A large number of inmates nationwide -- over 20 percent -- have been convicted on drug-related offenses, according to Department of Justice statistics. Hammond estimated over 80 percent of local inmates have some sort of substance abuse problems.
For those in an increasing number of localities, including Charlottesville, alternative treatment options are growing. In certain cases, non-violent drug offenders charged with felonies can plead guilty and receive a suspended sentence pending their completion of an addiction treatment program sponsored by the Charlottesville-Albemarle Drug Court.
The program, which at any given time assists over 50 offenders, currently serves 5 percent of those arrested on drug charges in the region, according to a recent drug abuse analysis compiled by University graduate students.
Though the programs operate at around one-fifth of what it costs to incarcerate a prisoner, they often are not pursued as solutions by lawmakers who tend to view such alternatives as being soft on crime, University Criminal Law Prof. Stephen Smith said.
"It's not a matter of excusing the criminal," he said. "It's about helping them to move on."
A pilot job placement program, which offers work-release to qualified inmates nearing the end of their terms, also has helped to move people out of jails and off of the streets, Hammond said.

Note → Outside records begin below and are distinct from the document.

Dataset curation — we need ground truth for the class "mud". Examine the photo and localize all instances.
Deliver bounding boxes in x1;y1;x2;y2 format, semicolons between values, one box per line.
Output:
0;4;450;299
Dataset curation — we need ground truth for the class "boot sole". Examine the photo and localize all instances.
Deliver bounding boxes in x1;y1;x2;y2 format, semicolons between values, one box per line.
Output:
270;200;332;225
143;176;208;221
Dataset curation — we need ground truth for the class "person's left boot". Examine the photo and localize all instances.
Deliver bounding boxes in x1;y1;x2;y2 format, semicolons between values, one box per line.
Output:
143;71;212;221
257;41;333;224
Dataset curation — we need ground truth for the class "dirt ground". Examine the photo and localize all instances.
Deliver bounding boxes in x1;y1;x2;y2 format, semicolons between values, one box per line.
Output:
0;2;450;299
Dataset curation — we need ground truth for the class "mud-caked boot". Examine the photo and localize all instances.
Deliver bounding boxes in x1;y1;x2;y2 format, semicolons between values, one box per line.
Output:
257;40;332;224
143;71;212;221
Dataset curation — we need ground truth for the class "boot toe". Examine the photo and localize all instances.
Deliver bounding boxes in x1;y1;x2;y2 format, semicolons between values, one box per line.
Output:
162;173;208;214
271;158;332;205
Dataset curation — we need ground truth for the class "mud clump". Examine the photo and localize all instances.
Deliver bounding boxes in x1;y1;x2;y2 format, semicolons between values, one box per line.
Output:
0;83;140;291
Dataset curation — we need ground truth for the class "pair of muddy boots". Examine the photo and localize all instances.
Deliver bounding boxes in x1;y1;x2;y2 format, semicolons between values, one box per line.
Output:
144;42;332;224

Still, many remain in the overcrowded facility where former College student Andrew Alston, charged with the November 2003 murder of local firefighter Walker Sisk, is being held.
The jail itself, designed to hold 329 inmates, currently accommodates 450 during the week and closer to 500 on the weekends, when cots must be placed on the floor of the gym in the old part of the jail to accommodate overnight arrests. A new addition, completed in December, contains cells lined with impact-proof glass that has replaced metal bars in what is considered to be a state-of-the-art institution.
When prisoners get into fights, as can be the case in crowded cells, they frequently are placed in the segregation unit, a pair of cells in the old part of the jail which faces a cinderblock wall just a few feet away. Here, in solitary confinement, is where prison officials said Alston was held after an altercation with a cellmate last November.
Unlike a state prison, which holds inmates convicted of crimes for which they will be serving a multiple-year sentence, the local jail houses those awaiting trial and serving shorter terms or at the tail end of longer convictions.
"People come in here who are innocent," Hammond said.
For those who have been convicted, Hammond said he feels that it is individual choice which leads people to prison. He dismisses social factors such as poverty and drug use as justifications for those who commit crimes.
Smith disagreed.
"Justice tends to come down harder on the types of crimes that poor people commit," he said.
Hammond offered the case of a mother taking her child to meet his father, grandfather and great-grandfather in prison.